We have received thank you notes from Table to Table and DVIP for the $2100 they each received from proceeds of the Trivia Night.
Mark Patton introduced Arnie O'Putter, the mascot for the World Rotary Mini-Golf tournament to be held in place of our April month opener at Colonial Lanes.  Sign up forms are on the tables during March meetings.
The June Bike Ride-TAKO fundraiser is in planning with the other area clubs.  Dick Huber will give details as things get planned.
There were many Happy Bucks, including $114 from Deb Dunkhase to celebrate the 114 patients who were helped by IAMOST in Huehuetenango.
Casey Cook asked our health professionals to each give their thoughts on what we need to do to take care of ourselves as we age.  Tom Novak mentioned the ones he believes are obvious, but so often ignored:  keep moving and eat healthy.  Liz Loeb concentrated on mental health issues: when we maintain a large group of friends and family we tend to remain more optimistic and leads to lower levels of depression and improved self-care.  Poulton and Dobyns cited the 9 Powers that are commonly found in Blue Zones where people tend to live the longest:  Move naturally; know your purpose; down shift and unwind; stop eating when you are 80% full; wine at 5; eat predominately plants; create a healthy social network; be a part of a spiritual community; make family a priority.
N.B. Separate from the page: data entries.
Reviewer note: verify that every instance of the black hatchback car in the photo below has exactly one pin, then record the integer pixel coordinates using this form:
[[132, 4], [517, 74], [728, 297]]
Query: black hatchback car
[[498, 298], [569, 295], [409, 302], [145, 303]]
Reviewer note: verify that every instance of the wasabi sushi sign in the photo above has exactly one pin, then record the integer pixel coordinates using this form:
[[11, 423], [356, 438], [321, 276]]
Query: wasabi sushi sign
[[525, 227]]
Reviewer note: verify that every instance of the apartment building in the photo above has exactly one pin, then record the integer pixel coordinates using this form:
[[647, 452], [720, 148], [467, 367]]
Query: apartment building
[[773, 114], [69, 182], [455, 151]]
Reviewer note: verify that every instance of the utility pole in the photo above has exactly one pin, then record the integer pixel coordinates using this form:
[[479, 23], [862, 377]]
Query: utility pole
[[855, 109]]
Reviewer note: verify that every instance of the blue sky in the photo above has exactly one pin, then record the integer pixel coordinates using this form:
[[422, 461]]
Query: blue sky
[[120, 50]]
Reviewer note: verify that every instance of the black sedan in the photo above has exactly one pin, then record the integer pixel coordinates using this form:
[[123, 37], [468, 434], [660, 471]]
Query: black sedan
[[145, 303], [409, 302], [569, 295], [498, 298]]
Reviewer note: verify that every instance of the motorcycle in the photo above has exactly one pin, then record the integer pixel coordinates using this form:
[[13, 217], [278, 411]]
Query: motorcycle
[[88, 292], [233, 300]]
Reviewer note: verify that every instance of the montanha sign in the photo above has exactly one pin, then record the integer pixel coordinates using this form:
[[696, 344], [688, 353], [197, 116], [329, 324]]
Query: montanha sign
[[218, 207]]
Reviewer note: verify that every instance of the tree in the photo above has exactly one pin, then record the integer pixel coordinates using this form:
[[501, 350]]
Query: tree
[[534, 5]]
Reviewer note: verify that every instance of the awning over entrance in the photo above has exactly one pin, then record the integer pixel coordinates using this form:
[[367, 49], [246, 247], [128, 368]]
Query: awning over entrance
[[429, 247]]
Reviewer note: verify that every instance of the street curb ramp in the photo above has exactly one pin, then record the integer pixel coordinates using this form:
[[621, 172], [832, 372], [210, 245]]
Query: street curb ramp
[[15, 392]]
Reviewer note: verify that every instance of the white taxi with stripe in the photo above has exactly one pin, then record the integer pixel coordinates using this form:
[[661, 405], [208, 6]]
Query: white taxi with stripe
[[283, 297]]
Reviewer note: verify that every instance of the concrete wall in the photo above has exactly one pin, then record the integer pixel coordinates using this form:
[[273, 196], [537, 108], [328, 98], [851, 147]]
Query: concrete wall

On the topic of managing pain: People do not realize that even over-the-counter drugs like ibuprophen and Tylenol can be harmful to the GI track, raise blood pressure or harm the liver if taken in doses that are too high for the particular individual.  Tom Novak believes that attacking the pain issue takes multiple approaches, including massage, accupuncture, heat therapy, as well as medication.  The basic need is to keep the muscles strong throughout life to minimize the likelihood of pain.  Liz Loeb indicated that some pain is inevitable in life as we age and sometimes one needs to pick which pain to treat.  If one area of pain is managed it sometimes makes it easier to bear the remaining areas of pain.
What about most important health needs for those of other ages?  Susie Poulton indicated that mental health is the biggest issue in working with teens.  Liz Loeb finds insomnia is a huge problem with patients of any age.  Rick Dobyns finds people of 50 to 70 are in their prime years.